Drugmaker Pulls Impotence Drug out of FDA Approval Process

From the WebMD Archives

June 30, 2000 (Washington) -- Of the 30 million American men suffering from erectile dysfunction, those expecting to have an alternative to Viagra soon will now have to wait. The approval application for the erectile dysfunction drug Uprima (apomorphine) was withdrawn by its maker Friday -- just days before the FDA was to render a final decision and despite data demonstrating it might prove to be a safer alternative for patients with heart disease.

Apomorphine has been used to treat various disorders since 1869. For the last half of the 20th century, it has been used as a sedative, and since 1967 as a treatment for Parkinson's disease. In men suffering from erectile dysfunction, the drug stimulates brain centers involved in sexual response and activates spinal nerves to increase blood flow to erectile tissue.

TAP Pharmaceuticals, a joint venture between Abbott Laboratories of Abbott Park, Ill., and Japan's Takeda Chemical Industries, said it decided to withdraw the application for Uprima so it can complete several ongoing studies to confirm the drug's safety and effectiveness. The FDA nod initially was expected in July based on advice from a FDA expert advisory committee, which in April voted 9-3 to recommend that agency officials proceed with its approval.

The FDA committee supported approval of Uprima despite the potential for serious side effects when it is taken with nitrates, a common drug for heart disease, and its apparent interaction with alcohol, which could lead to dangerously low blood pressure, a slow heart rate, and fainting. Viagra also can cause adverse reactions when taken with nitrates. The committee also voted for approval despite questions regarding the overall effectiveness of Uprima. These questions center on whether the clinical trials of the drug truly included men with severe sexual dysfunction.
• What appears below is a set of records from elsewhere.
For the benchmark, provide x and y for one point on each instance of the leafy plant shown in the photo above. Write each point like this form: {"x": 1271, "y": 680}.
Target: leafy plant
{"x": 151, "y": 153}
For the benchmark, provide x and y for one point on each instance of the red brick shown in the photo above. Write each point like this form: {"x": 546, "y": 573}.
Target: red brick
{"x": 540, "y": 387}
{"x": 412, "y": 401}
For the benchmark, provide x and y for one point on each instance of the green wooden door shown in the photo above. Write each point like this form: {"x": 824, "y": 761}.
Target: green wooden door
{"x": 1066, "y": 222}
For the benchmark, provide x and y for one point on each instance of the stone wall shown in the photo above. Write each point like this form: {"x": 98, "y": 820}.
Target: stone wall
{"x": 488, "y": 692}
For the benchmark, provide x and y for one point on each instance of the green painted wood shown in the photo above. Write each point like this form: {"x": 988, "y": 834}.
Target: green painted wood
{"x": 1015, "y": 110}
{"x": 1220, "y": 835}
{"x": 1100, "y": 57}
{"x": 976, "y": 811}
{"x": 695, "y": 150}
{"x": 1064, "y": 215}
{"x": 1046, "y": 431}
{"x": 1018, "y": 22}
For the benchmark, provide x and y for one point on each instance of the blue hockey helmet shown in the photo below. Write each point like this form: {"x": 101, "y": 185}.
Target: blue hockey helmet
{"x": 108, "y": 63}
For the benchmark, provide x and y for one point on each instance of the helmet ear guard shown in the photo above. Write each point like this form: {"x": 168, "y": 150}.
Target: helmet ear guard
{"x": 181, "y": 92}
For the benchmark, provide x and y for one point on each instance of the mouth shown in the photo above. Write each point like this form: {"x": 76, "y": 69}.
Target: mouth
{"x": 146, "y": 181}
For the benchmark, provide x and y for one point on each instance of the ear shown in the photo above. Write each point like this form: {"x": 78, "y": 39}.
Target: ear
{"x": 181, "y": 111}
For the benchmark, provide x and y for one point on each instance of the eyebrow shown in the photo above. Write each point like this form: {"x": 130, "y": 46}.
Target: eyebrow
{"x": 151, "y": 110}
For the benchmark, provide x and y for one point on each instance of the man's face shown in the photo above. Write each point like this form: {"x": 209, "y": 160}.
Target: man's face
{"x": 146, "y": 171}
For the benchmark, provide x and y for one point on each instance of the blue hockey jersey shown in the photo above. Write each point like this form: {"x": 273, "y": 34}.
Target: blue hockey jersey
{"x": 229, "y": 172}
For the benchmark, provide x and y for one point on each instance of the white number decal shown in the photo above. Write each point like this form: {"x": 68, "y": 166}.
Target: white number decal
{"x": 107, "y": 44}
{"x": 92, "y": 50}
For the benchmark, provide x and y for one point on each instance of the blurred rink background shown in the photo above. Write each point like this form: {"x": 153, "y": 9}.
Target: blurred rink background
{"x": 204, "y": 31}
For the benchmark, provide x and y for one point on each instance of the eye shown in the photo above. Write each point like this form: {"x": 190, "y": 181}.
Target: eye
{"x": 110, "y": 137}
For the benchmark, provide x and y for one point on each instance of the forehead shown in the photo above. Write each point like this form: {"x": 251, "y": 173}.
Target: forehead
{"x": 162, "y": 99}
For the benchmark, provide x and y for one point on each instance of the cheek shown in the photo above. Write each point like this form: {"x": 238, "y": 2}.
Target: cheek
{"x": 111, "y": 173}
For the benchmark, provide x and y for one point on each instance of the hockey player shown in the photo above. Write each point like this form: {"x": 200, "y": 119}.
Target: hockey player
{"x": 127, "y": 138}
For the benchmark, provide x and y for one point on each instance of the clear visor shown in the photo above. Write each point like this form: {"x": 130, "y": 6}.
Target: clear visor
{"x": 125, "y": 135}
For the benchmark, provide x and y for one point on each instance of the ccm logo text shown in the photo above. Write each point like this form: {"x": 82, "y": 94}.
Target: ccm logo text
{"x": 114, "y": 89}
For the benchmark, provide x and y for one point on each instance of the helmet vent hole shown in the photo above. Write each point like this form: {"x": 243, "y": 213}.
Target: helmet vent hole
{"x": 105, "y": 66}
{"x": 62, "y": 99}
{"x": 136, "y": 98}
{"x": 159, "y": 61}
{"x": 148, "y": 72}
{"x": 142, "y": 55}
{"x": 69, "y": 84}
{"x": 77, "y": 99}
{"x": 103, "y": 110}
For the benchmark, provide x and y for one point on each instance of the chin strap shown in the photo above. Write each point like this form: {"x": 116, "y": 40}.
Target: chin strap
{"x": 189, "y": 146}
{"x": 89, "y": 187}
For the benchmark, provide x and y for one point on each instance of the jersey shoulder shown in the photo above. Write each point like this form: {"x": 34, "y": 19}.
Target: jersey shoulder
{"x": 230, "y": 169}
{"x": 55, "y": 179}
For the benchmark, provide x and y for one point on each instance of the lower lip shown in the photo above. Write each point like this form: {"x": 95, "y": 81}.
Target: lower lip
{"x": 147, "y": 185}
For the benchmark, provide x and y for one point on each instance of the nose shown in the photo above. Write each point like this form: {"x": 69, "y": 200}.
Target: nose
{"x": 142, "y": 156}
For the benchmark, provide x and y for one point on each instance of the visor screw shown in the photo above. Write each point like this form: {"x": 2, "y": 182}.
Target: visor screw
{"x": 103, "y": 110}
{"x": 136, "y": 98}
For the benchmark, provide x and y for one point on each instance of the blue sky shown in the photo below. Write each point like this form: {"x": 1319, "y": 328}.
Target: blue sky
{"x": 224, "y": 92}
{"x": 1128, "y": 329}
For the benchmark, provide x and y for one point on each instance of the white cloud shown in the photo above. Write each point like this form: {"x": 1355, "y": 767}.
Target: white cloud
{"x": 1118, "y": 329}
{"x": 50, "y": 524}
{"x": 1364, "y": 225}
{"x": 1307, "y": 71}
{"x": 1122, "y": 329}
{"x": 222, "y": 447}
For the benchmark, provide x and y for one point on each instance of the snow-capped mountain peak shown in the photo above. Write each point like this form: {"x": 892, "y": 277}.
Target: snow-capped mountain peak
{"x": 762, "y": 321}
In those clinical trials, more than half of the treatment group achieved an erection compared with 35% of those patients on placebo. The relatively high rate of responders in the placebo group suggests that the patients included in the studies may not have suffered from severe sexual dysfunction, a number of committee members noted.

Continued

Eugene Dula, MD, a urologist and director of West Coast Clinical Research in Van Nuys, Calif., tells WebMD that erectile dysfunction is associated with a high placebo response, and as a result, concerns regarding whether it was tested in the right patient population are probably unfounded.

When asked why the committee voted to support approval in spite of the potential for serious side effects and questions about effectiveness, FDA Committee Chair Ricardo Azziz, MD, MPH, told WebMD, "[Erectile dysfunction] is a major quality of life issue."
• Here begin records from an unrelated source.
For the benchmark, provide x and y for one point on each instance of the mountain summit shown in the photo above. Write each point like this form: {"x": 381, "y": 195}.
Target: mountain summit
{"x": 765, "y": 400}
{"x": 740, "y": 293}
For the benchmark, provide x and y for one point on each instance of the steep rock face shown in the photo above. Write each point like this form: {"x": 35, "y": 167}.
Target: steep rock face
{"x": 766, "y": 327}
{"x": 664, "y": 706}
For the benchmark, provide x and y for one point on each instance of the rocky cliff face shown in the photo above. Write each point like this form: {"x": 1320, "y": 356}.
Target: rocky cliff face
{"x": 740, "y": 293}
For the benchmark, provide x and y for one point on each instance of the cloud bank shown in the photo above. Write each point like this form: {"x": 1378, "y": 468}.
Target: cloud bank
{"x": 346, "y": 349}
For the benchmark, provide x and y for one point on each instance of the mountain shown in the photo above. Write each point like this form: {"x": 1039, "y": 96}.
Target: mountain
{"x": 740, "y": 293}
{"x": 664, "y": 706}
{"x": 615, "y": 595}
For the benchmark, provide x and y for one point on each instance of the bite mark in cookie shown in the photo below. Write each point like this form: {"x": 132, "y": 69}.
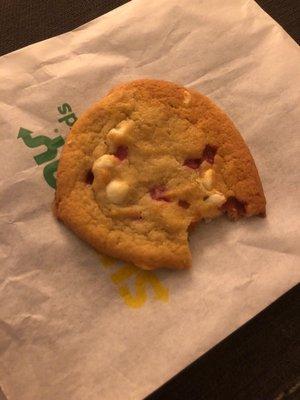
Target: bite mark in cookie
{"x": 155, "y": 159}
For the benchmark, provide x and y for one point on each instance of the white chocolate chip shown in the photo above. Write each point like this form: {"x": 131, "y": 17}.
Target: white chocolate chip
{"x": 116, "y": 191}
{"x": 216, "y": 199}
{"x": 105, "y": 162}
{"x": 207, "y": 179}
{"x": 186, "y": 97}
{"x": 121, "y": 130}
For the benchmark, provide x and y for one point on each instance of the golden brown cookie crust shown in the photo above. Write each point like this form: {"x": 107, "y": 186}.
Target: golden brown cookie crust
{"x": 167, "y": 141}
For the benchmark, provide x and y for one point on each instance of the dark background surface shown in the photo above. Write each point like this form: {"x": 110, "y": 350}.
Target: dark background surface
{"x": 23, "y": 22}
{"x": 261, "y": 360}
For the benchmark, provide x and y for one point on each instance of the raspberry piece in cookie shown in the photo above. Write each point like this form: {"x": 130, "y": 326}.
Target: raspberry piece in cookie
{"x": 144, "y": 164}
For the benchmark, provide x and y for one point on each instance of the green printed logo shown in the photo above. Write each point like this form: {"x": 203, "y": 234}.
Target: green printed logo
{"x": 51, "y": 145}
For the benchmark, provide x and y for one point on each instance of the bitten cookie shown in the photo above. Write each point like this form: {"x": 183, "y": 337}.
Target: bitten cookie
{"x": 145, "y": 163}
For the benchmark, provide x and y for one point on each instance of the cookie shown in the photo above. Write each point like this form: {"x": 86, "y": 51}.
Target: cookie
{"x": 144, "y": 164}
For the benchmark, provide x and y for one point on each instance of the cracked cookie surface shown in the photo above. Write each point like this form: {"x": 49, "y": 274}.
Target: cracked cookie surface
{"x": 146, "y": 162}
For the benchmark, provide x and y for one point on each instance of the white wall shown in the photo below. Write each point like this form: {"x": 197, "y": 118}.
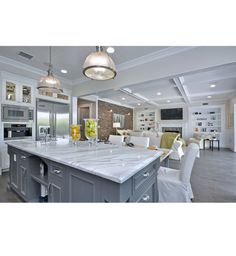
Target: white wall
{"x": 186, "y": 123}
{"x": 231, "y": 123}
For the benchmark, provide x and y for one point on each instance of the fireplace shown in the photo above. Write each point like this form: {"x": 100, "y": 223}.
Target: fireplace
{"x": 173, "y": 129}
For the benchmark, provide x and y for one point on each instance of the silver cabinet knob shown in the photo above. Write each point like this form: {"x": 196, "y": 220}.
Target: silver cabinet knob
{"x": 146, "y": 174}
{"x": 146, "y": 198}
{"x": 57, "y": 171}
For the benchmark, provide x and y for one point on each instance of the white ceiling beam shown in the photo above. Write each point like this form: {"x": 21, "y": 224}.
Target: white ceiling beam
{"x": 202, "y": 94}
{"x": 208, "y": 80}
{"x": 139, "y": 97}
{"x": 186, "y": 62}
{"x": 179, "y": 85}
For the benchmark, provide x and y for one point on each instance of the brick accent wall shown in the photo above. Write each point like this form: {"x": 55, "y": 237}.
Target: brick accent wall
{"x": 105, "y": 117}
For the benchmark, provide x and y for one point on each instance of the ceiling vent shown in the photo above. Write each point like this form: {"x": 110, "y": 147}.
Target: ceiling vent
{"x": 25, "y": 55}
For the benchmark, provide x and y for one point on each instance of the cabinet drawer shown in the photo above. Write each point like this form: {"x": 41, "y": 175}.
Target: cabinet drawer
{"x": 148, "y": 196}
{"x": 57, "y": 171}
{"x": 144, "y": 176}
Now experts speculate the company withdrew its application because of chances that the FDA might not follow its committee's recommendations to approve the drug. Whatever the outcome, Uprima's interactions with nitrates and alcohol are risks that need serious consideration, Marianne Mann, MD, a deputy director for the FDA, told committee members at the April meeting.

But the delay does not necessarily mean Uprima will not eventually be approved. "We are still very confident [that Uprima is a safe and effective drug]. We hope by taking this extra time we will have a much a stronger product," Kim Modroy, a spokesperson for TAP Pharmaceuticals, tells WebMD.

The additional trials now underway include a large, placebo-controlled study to determine safety and effectiveness in doses ranging from 2 mg to 4 mg, and a smaller placebo-controlled trial to study 3 mg and 4 mg doses. Earlier trials tested a 5 mg dose. The additional trials also include studies to assess how the drug interacts with alcohol and nitrates.

These new studies should answer any of the agency's concerns, notes Dula, who has participated in a number of studies of Uprima.

Modroy says that the company expects to finish these studies sometime this summer and that over the next few weeks, TAP also plans to discuss with FDA officials a new timetable for Uprima's review.

Uprima does appear to be safer than Viagra for patients with heart disease, based on studies that show its heart-related side effects are much milder than those seen with Viagra, notes Dula.

"It is important with Uprima, as with any other drug, that the patient be counseled. It's not candy," he tells WebMD. However, with appropriate follow-up, "I think both Uprima and Viagra are safe and effective first-line treatments."

Continued

In previous clinical trials submitted for Uprima's approval, commons side effects included nausea (32%), dizziness (15%), and sweating. About 60% of the participants dropped out due to these side effects, but the majority of these patients were taking a 5 mg dose, which is a dosing regimen that TAP says it has no plans to pursue. If it is eventually approved, Uprima will be sold in doses ranging from 2 mg to 4 mg, the company says.